First, they wrote down just bullet points a Word document that said they extracted the unfiltered list of AXChangeLogs by running a query on the database.
Next, they created a new tab to show what the query results are, and then they created another tab by copying it, so it became two tabs.
Let me show what that does.
What this IT person did was to save the query. Above is the query they wrote, and you’ll notice that they’ve identified and save a copy of the scripts to run to get the report including the fields that they are pulling from such as the create date and time and the modified date and time.
Other details identified are the min and max values that defined the thresholds. One other important detail included is the date range of the script. For example, when reviewing changes to your system during the 1st quarter, we want to ensure we are reviewing data between January 1st and March 31st, 2017. That helps us know the report that’s being pulled from the query is for the right date range. Normally, “Is it the right date range?” is one of the questions to ask when reviewing but in this case, we’re confirming it here.
You can see the change query settings for the date ranges and the various fields that we need. This is a good example of evidence.
Above is an example of a data extraction. The IT person said, “I extracted this, and I saved it into Excel.” This is what it looks like.
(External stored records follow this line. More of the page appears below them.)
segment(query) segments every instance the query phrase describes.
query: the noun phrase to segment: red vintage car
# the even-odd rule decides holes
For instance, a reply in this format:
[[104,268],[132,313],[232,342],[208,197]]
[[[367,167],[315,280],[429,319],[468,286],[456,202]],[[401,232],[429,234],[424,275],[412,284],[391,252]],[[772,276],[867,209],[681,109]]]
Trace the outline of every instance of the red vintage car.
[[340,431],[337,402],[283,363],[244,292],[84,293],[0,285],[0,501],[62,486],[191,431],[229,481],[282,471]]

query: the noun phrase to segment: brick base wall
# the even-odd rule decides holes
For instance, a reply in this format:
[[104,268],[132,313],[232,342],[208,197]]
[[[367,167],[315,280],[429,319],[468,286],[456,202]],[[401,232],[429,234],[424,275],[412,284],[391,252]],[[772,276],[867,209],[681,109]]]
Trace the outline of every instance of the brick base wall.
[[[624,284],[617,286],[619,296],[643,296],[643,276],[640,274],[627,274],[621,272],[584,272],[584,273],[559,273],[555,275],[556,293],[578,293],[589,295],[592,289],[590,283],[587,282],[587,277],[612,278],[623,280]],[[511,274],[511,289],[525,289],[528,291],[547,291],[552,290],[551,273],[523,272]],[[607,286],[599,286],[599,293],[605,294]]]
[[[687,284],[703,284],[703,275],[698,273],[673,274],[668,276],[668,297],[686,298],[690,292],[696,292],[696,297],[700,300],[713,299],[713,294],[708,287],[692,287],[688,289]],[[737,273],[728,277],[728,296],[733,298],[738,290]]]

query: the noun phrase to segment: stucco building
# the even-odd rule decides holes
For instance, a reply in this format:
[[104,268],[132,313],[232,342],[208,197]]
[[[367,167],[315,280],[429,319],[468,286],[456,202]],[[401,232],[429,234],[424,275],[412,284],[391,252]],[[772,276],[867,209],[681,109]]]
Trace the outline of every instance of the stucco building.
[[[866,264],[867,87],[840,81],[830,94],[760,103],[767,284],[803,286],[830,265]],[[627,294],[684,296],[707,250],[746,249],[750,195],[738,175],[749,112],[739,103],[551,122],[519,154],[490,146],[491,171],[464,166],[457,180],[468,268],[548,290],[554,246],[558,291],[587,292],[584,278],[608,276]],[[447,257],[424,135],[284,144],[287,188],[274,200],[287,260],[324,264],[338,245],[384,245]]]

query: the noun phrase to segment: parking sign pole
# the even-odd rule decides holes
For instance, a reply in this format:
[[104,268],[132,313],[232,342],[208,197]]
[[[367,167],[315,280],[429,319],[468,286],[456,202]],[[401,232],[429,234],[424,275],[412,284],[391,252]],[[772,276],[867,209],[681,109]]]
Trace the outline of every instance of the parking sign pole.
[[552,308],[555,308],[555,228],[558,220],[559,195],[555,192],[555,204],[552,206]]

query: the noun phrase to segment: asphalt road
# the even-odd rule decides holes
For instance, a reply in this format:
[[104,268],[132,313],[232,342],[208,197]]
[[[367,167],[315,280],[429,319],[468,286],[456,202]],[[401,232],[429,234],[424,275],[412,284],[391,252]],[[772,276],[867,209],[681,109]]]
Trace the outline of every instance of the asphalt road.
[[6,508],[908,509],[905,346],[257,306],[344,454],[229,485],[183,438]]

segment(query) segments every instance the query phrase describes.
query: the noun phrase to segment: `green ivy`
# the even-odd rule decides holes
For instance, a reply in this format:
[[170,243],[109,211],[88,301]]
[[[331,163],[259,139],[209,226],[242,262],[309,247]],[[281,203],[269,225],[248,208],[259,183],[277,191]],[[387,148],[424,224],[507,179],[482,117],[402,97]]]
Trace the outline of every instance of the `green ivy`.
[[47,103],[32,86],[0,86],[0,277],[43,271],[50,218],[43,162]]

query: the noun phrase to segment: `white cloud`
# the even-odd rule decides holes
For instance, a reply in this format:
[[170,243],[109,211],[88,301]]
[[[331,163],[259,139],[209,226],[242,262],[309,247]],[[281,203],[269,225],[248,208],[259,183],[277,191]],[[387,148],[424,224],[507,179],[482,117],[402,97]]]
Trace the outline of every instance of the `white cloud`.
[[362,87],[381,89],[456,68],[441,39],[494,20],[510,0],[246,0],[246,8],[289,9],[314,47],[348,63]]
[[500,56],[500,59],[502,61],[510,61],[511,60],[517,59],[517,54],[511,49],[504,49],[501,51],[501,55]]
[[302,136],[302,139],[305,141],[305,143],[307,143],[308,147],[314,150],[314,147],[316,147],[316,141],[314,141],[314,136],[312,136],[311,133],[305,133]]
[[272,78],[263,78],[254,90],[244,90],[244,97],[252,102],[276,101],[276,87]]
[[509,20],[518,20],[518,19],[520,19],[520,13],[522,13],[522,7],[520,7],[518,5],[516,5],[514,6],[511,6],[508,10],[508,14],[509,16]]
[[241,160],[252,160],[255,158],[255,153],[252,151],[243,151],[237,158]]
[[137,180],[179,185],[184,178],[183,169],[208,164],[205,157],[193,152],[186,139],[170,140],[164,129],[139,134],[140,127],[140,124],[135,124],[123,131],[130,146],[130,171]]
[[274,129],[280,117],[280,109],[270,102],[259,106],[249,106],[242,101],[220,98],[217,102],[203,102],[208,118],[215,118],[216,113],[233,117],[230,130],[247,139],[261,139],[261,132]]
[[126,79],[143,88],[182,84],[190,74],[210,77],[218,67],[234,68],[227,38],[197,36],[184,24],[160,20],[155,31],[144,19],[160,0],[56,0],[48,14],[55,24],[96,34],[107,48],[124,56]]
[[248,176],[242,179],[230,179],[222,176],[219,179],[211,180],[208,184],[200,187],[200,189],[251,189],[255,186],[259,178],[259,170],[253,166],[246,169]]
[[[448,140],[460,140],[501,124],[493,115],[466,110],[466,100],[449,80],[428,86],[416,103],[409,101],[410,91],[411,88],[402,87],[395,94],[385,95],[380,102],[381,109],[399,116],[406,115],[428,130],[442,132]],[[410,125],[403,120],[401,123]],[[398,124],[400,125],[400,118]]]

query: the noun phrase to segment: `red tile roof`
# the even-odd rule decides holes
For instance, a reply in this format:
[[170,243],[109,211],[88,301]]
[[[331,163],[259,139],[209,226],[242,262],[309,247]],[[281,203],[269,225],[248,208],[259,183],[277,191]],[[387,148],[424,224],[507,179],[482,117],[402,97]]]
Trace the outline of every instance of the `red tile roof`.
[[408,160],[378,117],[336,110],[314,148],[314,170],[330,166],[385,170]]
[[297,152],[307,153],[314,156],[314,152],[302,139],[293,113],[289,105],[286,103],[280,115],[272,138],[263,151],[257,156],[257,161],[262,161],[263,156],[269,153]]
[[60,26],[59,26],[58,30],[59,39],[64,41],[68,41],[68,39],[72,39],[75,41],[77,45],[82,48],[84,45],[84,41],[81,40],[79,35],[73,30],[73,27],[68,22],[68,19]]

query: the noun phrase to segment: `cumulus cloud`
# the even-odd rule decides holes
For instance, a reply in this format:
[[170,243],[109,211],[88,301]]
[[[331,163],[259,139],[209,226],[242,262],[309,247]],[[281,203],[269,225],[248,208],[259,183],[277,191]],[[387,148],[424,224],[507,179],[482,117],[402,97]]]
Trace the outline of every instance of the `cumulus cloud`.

What they’ve also done is name the tab, so it answers the question, “What is this content?” In this case, this file is very big, and we cut a bunch of things just so that you have an idea what it looks like when it comes out of the system. This is important.
Now, the next thing that the person did was to add some additional fields, so that they could do this review. One of the fields added was the Ticket ID field, which was mapped to a Help Desk Ticket. Another field added was for the ticket description.
Here, you can see the date range for the time that we are reviewing. You can see who made the change in the system under the field called Modify. Indicated also were the initials or names of people who made that modification, which makes it good to track. When we do our audit, these details help us know who to look for or to direct our questions.
Now, you know the ticketing system. The goal is to have every change made to the system correspond to a Ticket ID. Having the ticket description is helpful so that we can say, “Ticket Number 00 is to adjust the roles in the AX. Ticket 657 was the ledger grouping mandatory condition for expense reports.”
The ticket descriptions help us understand the changes made and as I mentioned, we should have a ticket. We verify completeness of all the requested changes if there is a change without a corresponding Help Desk ticket. That’s where you start to research to answer the question, “could an unauthorized change been made to our system?”
That is why the Change log review is done…to make sure that all system changes were properly authorized and documented.
Finally, you’re going to see here the rest of the steps that were done. The IT person did a great job. He said, “Mapped all the events associated with the changes by taking the following approach.”
They looked at the code deployments, and they also based the review on the time stamps that they observed.
Again, this is a good example of documentation to say what changes have been made to your system database, to the root database, and how we know that everything has been accounted for.
I hope this was helpful. This is really skipping through the process quickly because I’m sure that for the IT person doing this, it took a long time. Now, you know what a good documentation example looks like.
So to recap:
- System database or ERP Changes must have the written essential information.
- When extracting the Change log into Excel, the Excel file must have the descriptions of the content and the label tag to know what the contents are.
- Add additional fields to help the auditors find what they’re looking for. In this example, they added fields such as: Ticket ID and Ticket Description.
- Finally, the documentation must have the list of steps of how the review started until it is finished along with a conclusion.
Have a great day! We’ll see you on the next training session.